Kids & Family

Community Comes Together To Bring A Local Home

Terrance Lawrence has been in a rehab facility for years following a dirt bike accident in East Marion.

In times of tragedy, North Fork communities come together to help their own.

Local hip hop artist Mike Check is working to organize a fundraiser for a local family hoping to bring home a relative, Terrance Lawrence, who was badly injured in a dirt bike accident in East Marion almost three years ago.

The event, "Bring Home One of Our Own: A Fundraiser for Terrance Lawrence," will be held on Saturday, May 18 at the Knights of Columbus on Depot Lane in Cutchogue from 7 p.m. until midnight. Ages 16 and over are welcome; a $20 cover will be charged. The night's festivities will include a 50/50 raffle, giveaways, and live performances by Mike Check & Co., The Locals, J.U.S. Evolution, Julea Ligregni, Kopy Koo, and Duece. 

Sponsors include Lucharitos, Braun Seafood, Claudio's, Detailing, Inc., the Townsend Manor Inn, and Mullen Motors.

The fundraiser was organized to help make the Greenport home of Keasha King, Lawrence's sister, handicapped accessible, so that he can come back to the community and family that loves him.

King said her brother was 32 on the fateful day, July 18, 2010, of his accident. He and her son, Jefferson Treadwell, whom she called Naquawn, were dirt biking in East Marion when the handle bars collided and the two men were thrown. 

Her son, who was only 23 years old, died.

"It was really hard," she said. "It's still hard. I still have days when I have meltdowns."

King's brother suffered traumatic brain injury after the accident and is still in a wheelchair.

After the accident, he was airlifted from Eastern Long Island Hospital to Stony Brook; he was a patient there for six months before being transferred to a rehabilitation facility.

Currently, Lawrence resides in the Queens Nassau Nursing and Rehabilitation Center in Far Rockaway, where he's been for over two years.

"He can't walk," King said. "How much of his memory was lost, we don't know."

The time has come, King said, to bring her brother home. But in order to do so, her home needs to be revamped, with ramps needed, as well as an extension downstairs to allow for a bedroom and a bathroom expansion.

A rough estimate of the cost totaled approximately $90,000, King said.

But despite the financial challenges, King said bringing her brother back will infuse her family with hope.

"I'm happy he can come home -- it's taken a toll on me," she said.
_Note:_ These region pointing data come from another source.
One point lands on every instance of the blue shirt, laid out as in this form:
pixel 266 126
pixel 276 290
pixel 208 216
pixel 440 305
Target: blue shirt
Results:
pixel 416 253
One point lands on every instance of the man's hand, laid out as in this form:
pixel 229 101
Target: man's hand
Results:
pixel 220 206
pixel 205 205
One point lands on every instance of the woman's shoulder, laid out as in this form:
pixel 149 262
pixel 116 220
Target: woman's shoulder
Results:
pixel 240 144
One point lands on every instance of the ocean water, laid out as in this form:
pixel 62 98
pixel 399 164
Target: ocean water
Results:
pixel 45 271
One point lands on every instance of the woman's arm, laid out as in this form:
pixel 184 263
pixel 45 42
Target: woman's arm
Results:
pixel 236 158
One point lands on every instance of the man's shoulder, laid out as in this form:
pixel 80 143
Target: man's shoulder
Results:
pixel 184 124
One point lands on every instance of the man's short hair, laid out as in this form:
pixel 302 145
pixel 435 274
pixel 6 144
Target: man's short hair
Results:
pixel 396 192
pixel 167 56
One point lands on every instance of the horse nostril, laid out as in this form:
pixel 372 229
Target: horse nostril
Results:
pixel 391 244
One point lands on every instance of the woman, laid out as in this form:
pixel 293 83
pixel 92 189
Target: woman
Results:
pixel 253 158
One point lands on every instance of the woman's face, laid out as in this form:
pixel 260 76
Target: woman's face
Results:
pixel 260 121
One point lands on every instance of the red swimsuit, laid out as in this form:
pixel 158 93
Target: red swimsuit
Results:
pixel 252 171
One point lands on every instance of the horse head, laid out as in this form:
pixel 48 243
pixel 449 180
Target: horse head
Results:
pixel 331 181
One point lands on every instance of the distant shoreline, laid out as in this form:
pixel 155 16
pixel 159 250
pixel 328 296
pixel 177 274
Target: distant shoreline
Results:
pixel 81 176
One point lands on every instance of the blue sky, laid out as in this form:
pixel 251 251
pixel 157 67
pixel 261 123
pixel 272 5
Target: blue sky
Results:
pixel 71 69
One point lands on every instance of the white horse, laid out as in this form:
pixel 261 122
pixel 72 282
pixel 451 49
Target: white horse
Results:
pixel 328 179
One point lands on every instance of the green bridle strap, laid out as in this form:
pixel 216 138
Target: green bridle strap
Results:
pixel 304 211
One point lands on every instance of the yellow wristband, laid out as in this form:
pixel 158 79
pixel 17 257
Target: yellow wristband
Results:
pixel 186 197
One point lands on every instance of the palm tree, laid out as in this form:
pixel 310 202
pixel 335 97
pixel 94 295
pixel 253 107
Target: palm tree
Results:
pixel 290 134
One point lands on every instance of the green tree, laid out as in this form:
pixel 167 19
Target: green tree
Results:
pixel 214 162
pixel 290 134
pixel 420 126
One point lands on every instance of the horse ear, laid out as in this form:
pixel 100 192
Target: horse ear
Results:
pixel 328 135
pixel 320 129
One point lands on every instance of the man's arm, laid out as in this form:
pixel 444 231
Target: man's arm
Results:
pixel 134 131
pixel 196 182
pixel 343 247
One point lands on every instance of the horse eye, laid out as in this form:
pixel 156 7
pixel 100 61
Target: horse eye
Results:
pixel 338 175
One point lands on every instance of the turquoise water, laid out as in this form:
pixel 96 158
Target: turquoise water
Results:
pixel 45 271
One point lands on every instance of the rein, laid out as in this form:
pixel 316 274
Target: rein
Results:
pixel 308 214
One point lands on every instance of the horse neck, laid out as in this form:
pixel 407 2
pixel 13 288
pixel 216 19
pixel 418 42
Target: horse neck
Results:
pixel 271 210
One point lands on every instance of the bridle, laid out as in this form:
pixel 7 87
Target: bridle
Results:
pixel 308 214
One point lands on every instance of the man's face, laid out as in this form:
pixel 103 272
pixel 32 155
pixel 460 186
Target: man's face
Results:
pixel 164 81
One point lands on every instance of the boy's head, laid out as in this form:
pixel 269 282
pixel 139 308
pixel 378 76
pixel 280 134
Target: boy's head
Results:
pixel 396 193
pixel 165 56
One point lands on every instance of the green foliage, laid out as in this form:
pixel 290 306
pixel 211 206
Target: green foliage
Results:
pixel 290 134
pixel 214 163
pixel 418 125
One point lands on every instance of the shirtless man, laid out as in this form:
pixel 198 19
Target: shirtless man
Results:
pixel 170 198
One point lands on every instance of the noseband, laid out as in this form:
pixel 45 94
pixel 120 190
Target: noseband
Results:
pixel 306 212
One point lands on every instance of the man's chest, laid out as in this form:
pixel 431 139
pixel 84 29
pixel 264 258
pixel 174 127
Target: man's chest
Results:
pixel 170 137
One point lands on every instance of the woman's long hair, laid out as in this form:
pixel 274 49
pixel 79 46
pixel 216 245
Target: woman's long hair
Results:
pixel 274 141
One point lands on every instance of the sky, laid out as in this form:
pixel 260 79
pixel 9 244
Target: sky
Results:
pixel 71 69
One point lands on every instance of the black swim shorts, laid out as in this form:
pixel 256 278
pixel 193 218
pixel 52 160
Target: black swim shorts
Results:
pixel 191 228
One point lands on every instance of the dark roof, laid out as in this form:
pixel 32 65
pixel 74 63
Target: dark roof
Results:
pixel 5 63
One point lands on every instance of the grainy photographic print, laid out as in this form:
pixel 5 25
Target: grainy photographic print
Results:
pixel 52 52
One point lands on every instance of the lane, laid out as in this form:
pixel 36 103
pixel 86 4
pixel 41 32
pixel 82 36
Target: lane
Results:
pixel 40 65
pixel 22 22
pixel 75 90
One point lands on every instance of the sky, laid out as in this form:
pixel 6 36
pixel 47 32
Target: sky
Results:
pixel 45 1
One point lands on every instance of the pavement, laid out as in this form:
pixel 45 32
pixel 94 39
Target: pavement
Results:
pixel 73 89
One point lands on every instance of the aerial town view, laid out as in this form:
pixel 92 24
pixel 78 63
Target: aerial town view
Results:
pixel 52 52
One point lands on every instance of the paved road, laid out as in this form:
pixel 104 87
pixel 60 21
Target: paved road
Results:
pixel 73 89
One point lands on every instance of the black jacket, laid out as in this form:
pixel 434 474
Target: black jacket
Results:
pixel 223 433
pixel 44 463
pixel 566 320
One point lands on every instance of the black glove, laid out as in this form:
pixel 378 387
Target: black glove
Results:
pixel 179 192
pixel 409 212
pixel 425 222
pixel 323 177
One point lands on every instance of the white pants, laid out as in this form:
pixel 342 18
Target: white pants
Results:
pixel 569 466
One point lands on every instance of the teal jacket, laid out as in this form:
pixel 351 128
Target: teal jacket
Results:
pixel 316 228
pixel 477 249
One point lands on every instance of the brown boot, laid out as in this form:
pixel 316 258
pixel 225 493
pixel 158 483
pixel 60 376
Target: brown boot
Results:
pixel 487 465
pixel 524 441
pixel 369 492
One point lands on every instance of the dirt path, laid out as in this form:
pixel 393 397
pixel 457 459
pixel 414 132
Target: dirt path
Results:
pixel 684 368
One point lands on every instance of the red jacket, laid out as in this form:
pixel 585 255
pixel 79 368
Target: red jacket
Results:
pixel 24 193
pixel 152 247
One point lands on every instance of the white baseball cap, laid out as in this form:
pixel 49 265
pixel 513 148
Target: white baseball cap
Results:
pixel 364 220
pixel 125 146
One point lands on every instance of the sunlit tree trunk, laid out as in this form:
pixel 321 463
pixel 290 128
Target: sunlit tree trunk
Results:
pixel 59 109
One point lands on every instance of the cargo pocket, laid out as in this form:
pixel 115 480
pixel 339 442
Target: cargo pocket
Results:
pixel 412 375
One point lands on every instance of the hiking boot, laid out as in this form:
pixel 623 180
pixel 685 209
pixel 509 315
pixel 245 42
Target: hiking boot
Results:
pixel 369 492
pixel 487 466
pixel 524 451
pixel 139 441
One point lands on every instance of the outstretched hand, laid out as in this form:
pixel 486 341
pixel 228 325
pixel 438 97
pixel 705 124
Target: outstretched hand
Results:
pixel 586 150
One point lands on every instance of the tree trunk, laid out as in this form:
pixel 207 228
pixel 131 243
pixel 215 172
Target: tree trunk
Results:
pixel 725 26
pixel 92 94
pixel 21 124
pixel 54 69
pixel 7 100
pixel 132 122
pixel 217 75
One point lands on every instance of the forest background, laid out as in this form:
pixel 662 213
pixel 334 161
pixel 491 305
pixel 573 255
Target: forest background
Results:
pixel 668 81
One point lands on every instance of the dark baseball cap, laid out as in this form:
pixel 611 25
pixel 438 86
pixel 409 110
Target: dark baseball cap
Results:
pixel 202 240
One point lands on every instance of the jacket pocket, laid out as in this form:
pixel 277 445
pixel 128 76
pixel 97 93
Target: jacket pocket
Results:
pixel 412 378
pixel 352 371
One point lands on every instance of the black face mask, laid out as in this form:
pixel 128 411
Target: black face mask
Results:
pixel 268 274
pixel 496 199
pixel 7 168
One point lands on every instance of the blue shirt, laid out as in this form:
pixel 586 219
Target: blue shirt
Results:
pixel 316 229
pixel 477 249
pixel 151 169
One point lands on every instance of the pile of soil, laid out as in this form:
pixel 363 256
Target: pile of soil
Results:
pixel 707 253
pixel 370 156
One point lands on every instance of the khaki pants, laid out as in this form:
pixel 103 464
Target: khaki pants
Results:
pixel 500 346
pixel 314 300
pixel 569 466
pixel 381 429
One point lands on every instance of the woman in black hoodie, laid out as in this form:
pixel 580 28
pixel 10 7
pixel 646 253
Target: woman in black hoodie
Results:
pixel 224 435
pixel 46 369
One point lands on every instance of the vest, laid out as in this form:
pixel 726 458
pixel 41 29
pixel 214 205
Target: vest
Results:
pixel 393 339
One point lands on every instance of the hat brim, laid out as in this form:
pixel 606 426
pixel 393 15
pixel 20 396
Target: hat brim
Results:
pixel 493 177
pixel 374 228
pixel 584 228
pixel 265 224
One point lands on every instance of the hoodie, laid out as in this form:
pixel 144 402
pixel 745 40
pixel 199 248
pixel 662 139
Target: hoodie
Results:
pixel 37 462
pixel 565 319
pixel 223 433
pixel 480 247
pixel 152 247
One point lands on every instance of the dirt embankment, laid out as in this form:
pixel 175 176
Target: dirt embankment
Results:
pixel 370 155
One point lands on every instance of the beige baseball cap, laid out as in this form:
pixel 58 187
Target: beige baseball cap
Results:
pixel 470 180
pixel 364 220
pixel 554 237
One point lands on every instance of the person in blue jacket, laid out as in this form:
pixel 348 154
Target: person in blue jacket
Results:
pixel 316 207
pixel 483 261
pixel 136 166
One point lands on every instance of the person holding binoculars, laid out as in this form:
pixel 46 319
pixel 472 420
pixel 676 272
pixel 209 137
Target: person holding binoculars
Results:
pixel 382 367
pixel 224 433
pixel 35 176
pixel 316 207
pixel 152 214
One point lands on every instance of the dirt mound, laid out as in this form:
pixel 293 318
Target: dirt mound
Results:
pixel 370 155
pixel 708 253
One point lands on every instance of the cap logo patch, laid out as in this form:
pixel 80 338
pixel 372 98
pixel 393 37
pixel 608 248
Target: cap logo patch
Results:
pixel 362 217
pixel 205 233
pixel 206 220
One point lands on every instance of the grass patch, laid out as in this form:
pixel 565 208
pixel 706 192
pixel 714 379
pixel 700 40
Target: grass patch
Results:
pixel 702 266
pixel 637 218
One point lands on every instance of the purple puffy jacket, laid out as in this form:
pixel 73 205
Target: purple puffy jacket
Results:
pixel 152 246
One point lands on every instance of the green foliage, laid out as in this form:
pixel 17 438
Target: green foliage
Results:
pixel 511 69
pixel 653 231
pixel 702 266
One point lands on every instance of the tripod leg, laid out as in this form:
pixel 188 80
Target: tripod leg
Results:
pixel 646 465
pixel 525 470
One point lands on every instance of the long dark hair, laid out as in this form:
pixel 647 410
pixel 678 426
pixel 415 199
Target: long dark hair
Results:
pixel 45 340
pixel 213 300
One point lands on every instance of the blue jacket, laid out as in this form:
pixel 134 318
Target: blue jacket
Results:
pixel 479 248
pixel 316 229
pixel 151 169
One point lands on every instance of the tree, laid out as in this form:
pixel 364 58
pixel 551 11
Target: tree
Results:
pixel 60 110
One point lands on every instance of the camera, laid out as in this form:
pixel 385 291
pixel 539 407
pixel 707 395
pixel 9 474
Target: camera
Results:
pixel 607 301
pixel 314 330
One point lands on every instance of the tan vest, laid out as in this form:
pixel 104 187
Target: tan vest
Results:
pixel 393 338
King, a certified nurses' aid at Eastern Long island Hospital, works from 11 to 7 then comes home, takes a shower and a power nap, and heads off on the two hour and ten minute drive to visit her brother -- a trip she makes three or four days a week.

"I just have time to jump in my bed and lie down before I have to back to work," she said.

King is raising two daughters and a cousin.

In her grandchild, Jefferson, Jr. King, now three years old, said she sees glimpses of her son. "He has so many of his ways."

Homecoming will also be life-altering for her brother, King said. "He'll progress more at home. It will mean a lot to him," she said.

And, she added, Lawrence will be able to see his son, 13, again. "He needs to see his son -- and his son needs to see his father," she said. Seeing his son's face and getting a hug will be the best medicine for her brother, she said. "That's the best healing. You can't get any better than that."

King said she is thankful to her friend Check and the community together for rallying to help her family.

"I"m really missing my brother," she said. "It's been three years. He needs to come home."